Filtration loss control works differently in the Non-Aqueous Fluids (NAF). NAFs have water particles in the dispersed phase. Since these dispersed water particles have high surface tension, they don’t easily pass through the smaller opening left by the blocking material and help achieve filtration loss control.

Engineered Particle Size:

This approach seeks to analyze, calculate, and mix the required sizes of particles in the mud system that can effectively plug the pore throats on the face of the wellbore. If the blocking particles are too small, they will pass through the pore throat opening and if they are too large, they will bounce off the wall and be circulated out of the well instead of getting lodged into the pore throats. There are several theories on the required particle size for blocking pore throat. A common field approximation is that particles can block the pore throats 2.5 to 3 times bigger than their size as depicted below.

This is also known as the “one-third blocking rule”. As the particles try to lodge into the pore throats under differential pressure, they create a bridge, reducing the gap. The flow of fluid through the pore throat continues but is reduced due to a reduction in the gap. Smaller particles accumulate to bridge and reduce these gaps further. Most companies recommend an ‘Optimized Particle Size Distribution’ approach by mixing different micron particles based on the above estimation.

The actual measurements of pore throats are hardly ever available. A complex set of air permeability analyses and mercury injection tests are needed on core plugs to acquire accurate measurements. Since neither all particles nor all pore throats are of the same size in reality, an estimation of pore throat diameter in microns can be used for selecting blocking particle size. Formation permeability information is readily available and can be obtained from either the Reservoir Engineer or the Geologist.

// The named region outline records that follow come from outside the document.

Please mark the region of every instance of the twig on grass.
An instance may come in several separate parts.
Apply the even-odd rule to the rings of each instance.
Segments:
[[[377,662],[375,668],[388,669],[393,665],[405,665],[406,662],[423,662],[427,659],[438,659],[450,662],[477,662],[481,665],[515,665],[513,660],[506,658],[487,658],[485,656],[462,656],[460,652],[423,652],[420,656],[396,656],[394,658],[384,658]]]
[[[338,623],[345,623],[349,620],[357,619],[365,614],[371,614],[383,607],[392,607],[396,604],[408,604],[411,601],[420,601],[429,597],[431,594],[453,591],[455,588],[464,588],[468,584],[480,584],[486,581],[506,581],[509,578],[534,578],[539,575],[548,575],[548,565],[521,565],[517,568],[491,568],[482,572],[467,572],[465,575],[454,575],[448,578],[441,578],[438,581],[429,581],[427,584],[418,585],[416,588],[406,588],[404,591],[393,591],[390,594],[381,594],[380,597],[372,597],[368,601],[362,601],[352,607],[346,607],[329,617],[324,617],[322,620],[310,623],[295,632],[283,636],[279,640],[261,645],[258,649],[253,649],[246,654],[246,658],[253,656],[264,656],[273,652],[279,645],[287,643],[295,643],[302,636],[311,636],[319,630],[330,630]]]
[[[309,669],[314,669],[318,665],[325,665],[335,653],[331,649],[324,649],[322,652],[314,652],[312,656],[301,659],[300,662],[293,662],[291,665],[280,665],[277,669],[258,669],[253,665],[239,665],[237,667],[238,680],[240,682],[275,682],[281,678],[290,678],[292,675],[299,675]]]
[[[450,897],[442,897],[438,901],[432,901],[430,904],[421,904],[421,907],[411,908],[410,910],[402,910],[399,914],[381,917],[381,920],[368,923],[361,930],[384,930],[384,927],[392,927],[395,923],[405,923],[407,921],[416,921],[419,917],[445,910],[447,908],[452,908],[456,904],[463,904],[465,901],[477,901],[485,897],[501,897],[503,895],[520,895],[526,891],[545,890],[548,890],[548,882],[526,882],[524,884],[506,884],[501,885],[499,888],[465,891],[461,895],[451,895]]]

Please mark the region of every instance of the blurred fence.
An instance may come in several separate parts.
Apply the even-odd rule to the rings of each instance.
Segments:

Although detailed equations and charts for accurate calculations of pore throat diameter for given permeability and porosity values are available, a workable estimate can be made using the permeability of the formation using the following rule of thumb:

Pore-Throat Diameter (microns) = Square Root of Permeability in milli-Darcy

For example:

If the permeability of a formation is 1.5 Darcy = 1,500 milli-Darcy

The Pore-Throat diameter ~ 38 microns

Hence the approximate size of the required blocking particle = 38/3 ~ 13 microns

Since barite is used as a weighting agent in most mud systems, it is easier and relatively less expensive to control seepage losses in high mud weight rather than while drilling with lower mud weights. The particle size distribution of barite plays the role of blocking material. API Barite has a particle size distribution between 0.5 – 100 microns with D50 about 15 – 20 microns. D50 is the particle diameter at which 50% of the particles are smaller and 50% are larger.

In a low-mud weight scenario, the fluid system must be supplemented with different particle sizes to block pore throats effectively. A drill and ‘seal pill’ with additional blocking material in the base fluid is better for low-weight mud systems.

A very fine CaCO3 (5-10 microns) and a small amount of Asphaltene help form an effective base cake in low-permeability sands. If the permeability is in multi-darcy, a coarser blocking material is needed. CaCO3 is an excellent bridging material for reservoir formation as it is acid soluble and can be removed through acid wash while completing the well to reduce the ‘Skin’ effect.